The purpose of this change is to refactor the SchemaUpdate class to delegate all schema membership management (columns, primary keys, and auto-increment fields) directly to Schema.Builder. Currently, SchemaUpdate manually maintains these members, which is error-prone and can lead to broken schemas during evolution.

Brief change log

Refactored SchemaUpdate: Removed local lists for columns, primary keys, and auto-increment fields.

Builder Delegation: Modified SchemaUpdate to directly maintain a Schema.Builder instance, ensuring a single source of truth for schema building and validation logic.

Enhanced Schema.Builder: Updated Schema.Builder#fromSchema to correctly adopt all members from an existing schema, including column IDs and metadata.

Added Helper API: Added Schema.Builder#getColumn(String columnName) to allow checking for existing columns within the builder's state.

Tests

Verified the fix by running TableSchemaTest and SchemaUpdateTest to ensure the delegation logic handles schema evolution correctly without IllegalStateException.

Performed a full test suite execution for the fluss-common module: mvn test -pl fluss-common.

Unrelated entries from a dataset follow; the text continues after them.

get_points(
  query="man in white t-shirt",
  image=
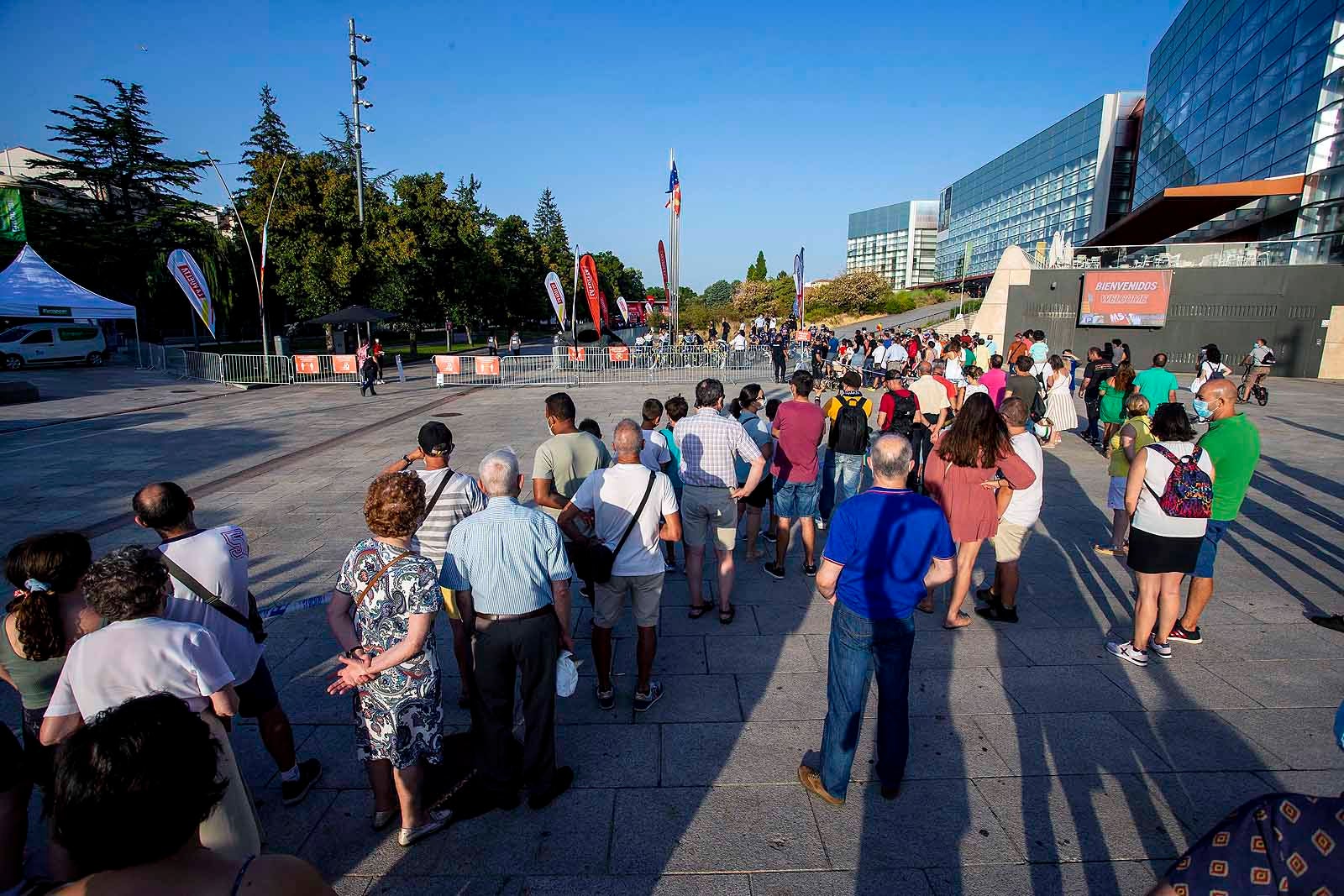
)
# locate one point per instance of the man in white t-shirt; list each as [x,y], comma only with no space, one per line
[612,496]
[1018,512]
[217,560]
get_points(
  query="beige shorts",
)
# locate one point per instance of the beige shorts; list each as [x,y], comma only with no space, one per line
[645,594]
[705,508]
[1008,542]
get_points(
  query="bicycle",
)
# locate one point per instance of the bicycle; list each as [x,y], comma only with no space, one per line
[1249,389]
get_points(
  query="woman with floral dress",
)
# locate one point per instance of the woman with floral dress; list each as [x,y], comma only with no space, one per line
[382,613]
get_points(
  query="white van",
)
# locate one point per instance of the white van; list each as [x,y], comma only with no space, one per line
[53,343]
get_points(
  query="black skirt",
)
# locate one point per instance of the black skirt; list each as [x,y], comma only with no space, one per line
[1156,553]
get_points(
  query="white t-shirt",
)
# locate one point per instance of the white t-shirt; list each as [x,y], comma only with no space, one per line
[615,493]
[655,452]
[1025,506]
[1149,517]
[218,560]
[136,658]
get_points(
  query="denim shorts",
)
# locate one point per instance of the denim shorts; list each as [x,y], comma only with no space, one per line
[1209,548]
[796,500]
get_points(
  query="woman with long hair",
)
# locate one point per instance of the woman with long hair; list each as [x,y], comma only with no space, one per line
[969,453]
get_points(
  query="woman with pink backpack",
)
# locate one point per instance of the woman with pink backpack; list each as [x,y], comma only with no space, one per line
[1168,495]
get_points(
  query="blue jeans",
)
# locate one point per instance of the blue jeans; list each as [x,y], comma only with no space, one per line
[840,479]
[859,647]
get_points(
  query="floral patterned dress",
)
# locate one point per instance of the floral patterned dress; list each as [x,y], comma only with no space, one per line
[398,715]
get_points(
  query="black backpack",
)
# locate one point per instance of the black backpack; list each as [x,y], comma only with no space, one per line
[850,432]
[902,414]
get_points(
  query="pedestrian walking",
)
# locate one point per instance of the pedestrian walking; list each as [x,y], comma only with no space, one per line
[887,547]
[633,508]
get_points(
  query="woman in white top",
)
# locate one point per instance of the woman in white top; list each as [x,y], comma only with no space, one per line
[1162,548]
[1059,401]
[139,653]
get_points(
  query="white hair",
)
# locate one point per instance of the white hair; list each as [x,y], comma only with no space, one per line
[499,473]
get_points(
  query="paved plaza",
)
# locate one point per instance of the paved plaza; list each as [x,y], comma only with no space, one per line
[1038,762]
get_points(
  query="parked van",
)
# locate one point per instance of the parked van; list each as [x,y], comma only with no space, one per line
[53,343]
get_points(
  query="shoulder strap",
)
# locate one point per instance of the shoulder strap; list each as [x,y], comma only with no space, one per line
[252,621]
[378,575]
[638,512]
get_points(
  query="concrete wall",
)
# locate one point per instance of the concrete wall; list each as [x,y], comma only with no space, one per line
[1230,307]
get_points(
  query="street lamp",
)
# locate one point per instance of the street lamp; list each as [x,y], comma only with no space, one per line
[265,349]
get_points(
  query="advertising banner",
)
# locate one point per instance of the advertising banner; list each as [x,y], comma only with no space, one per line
[588,270]
[185,270]
[555,293]
[1126,298]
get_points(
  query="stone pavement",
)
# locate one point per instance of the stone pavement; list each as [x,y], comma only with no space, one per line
[1038,762]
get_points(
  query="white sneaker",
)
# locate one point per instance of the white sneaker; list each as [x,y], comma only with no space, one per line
[1128,653]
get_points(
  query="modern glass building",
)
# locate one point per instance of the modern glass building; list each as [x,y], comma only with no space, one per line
[1243,90]
[1073,177]
[897,242]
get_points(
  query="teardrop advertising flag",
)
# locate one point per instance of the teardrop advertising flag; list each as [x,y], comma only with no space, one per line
[557,295]
[185,270]
[588,269]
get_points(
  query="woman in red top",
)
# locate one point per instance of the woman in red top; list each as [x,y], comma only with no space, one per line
[969,453]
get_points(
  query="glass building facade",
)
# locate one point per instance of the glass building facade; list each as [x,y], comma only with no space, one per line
[1245,90]
[1073,177]
[897,242]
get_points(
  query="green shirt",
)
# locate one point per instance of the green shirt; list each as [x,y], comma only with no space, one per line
[1233,445]
[1156,385]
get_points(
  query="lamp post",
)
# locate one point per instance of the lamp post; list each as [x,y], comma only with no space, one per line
[265,349]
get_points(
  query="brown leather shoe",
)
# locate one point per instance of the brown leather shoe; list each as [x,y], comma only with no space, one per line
[810,778]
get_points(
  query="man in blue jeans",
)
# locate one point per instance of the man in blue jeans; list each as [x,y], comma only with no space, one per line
[887,547]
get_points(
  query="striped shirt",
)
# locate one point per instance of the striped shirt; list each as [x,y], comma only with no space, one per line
[507,557]
[707,443]
[460,499]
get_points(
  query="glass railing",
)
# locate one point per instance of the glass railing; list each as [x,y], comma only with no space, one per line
[1314,250]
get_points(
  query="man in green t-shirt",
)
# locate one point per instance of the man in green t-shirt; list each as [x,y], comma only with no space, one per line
[1158,385]
[1233,445]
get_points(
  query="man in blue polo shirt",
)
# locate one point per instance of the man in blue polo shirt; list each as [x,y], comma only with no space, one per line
[887,547]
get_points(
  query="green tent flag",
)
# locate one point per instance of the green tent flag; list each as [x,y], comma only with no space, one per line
[11,215]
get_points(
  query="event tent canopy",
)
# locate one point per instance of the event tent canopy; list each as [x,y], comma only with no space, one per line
[30,288]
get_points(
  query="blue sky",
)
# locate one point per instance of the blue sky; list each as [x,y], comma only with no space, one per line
[785,117]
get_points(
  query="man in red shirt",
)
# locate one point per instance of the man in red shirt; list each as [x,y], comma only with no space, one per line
[797,429]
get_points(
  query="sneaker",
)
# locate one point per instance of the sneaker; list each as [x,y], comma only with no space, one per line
[438,820]
[643,700]
[1186,636]
[1128,653]
[293,792]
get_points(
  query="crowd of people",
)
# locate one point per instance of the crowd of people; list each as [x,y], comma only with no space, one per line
[131,667]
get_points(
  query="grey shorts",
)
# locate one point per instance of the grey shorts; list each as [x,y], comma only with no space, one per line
[709,508]
[645,594]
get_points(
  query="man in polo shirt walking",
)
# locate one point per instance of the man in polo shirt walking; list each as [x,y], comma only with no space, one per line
[707,443]
[1233,445]
[886,548]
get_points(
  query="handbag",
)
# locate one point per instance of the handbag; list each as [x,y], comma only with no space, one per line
[595,562]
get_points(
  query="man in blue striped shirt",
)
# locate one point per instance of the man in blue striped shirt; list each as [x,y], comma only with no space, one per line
[511,580]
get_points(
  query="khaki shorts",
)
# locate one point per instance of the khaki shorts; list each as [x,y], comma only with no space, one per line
[1008,542]
[705,508]
[645,595]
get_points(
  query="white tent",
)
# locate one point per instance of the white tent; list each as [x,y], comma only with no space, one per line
[31,288]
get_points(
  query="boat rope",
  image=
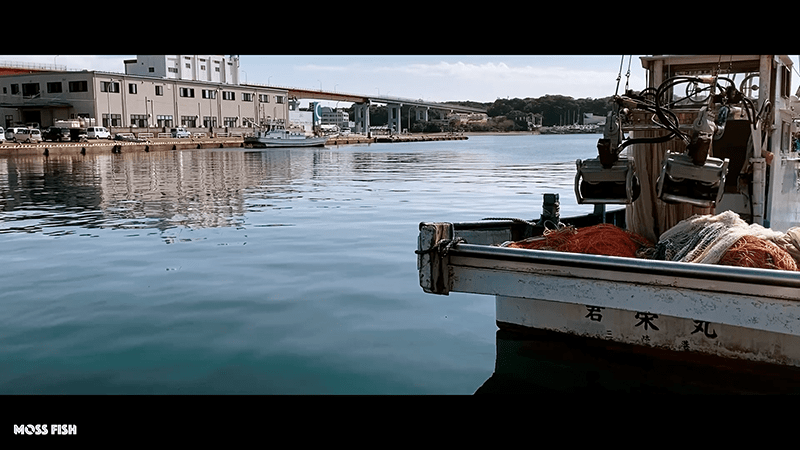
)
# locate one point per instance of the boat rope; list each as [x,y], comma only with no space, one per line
[442,247]
[515,220]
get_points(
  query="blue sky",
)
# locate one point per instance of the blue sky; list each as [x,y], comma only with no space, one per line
[429,77]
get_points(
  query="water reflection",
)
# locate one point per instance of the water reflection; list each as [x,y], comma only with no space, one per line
[215,188]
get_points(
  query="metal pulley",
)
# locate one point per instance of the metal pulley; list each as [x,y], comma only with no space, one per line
[607,179]
[694,177]
[597,184]
[683,181]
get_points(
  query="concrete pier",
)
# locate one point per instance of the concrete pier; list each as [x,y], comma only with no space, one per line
[112,146]
[166,144]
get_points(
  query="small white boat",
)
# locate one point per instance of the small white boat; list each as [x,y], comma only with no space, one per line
[681,304]
[276,135]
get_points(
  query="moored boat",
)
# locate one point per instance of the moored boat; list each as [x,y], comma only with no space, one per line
[276,135]
[708,167]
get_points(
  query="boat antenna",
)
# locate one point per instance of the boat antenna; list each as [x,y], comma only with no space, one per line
[628,75]
[619,75]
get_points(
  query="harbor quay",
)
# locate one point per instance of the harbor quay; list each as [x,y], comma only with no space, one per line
[167,144]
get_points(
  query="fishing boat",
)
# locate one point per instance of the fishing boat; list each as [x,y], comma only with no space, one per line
[704,167]
[276,135]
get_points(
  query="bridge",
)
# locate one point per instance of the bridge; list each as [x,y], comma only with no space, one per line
[393,105]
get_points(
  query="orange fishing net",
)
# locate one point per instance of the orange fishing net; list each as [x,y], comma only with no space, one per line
[602,239]
[751,251]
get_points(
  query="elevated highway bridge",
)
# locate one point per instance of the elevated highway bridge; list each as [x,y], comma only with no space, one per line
[393,105]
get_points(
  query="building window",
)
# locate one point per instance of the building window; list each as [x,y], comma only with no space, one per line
[189,121]
[139,120]
[78,86]
[116,120]
[164,121]
[109,86]
[209,121]
[30,90]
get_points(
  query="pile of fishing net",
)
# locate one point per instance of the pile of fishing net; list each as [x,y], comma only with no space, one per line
[721,239]
[727,239]
[603,239]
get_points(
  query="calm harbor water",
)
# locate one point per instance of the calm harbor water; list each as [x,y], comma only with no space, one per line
[236,271]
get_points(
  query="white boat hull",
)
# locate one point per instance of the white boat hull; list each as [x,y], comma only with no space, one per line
[730,312]
[280,143]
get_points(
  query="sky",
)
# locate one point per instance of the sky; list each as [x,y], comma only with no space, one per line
[428,77]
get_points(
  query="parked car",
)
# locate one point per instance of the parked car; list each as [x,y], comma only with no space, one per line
[98,133]
[57,134]
[180,132]
[13,131]
[24,135]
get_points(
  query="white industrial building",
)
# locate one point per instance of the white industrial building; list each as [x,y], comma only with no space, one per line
[202,93]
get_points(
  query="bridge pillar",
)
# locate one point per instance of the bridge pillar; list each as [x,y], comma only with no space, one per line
[393,111]
[361,118]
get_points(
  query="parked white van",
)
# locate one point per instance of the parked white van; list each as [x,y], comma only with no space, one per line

Results: 1,491 tests run, 0 failures.

API and Format

This change adds a public helper method getColumn(String columnName) to the Schema.Builder API.

It does not affect the storage format.

Documentation

This change does not introduce a new feature; it is a refactoring of existing internal logic.

wuchong

@Prajwal-banakar thanks for the contribution. The new code looks much clear now. I only left a minor comment.

@loserwang1024 could you have another look?

wuchong · 2026-01-21T10:03:49Z

fluss-common/src/main/java/org/apache/fluss/metadata/Schema.java

+            // 1. Clear current builder state
+            this.columns.clear();
+            this.autoIncrementColumnNames.clear();
+            this.primaryKey = null;


I think it's better make sure the fromSchema is the first API to be called on the builder, rather than silently dropping previous columns. Otherwise, it's hard to debug the problem. You can validate all the members should be empty.

wuchong · 2026-01-21T10:11:30Z

fluss-server/src/main/java/org/apache/fluss/server/coordinator/SchemaUpdate.java

 /** Schema update. */
 public class SchemaUpdate {

-    /** Apply schema changes to the given table info and return the updated schema. */


Keep the original javadoc?

Prajwal-banakar · 2026-01-21T18:43:38Z

Hi @wuchong I have addressed the feedback:

Added checkState validation in Schema.Builder#fromSchema.
Restored the original Javadoc in SchemaUpdate.

I am seeing different failures in the CI (CommitRemoteLogManifestITCase in the first run and TableChangeWatcherTest in the second). I've verified these tests locally and they pass consistently. It seems the CI environment is experiencing some flakiness unrelated to this refactor.
All core metadata tests in fluss-common and fluss-server passed perfectly. Could you please trigger a manual re-run or review the logic?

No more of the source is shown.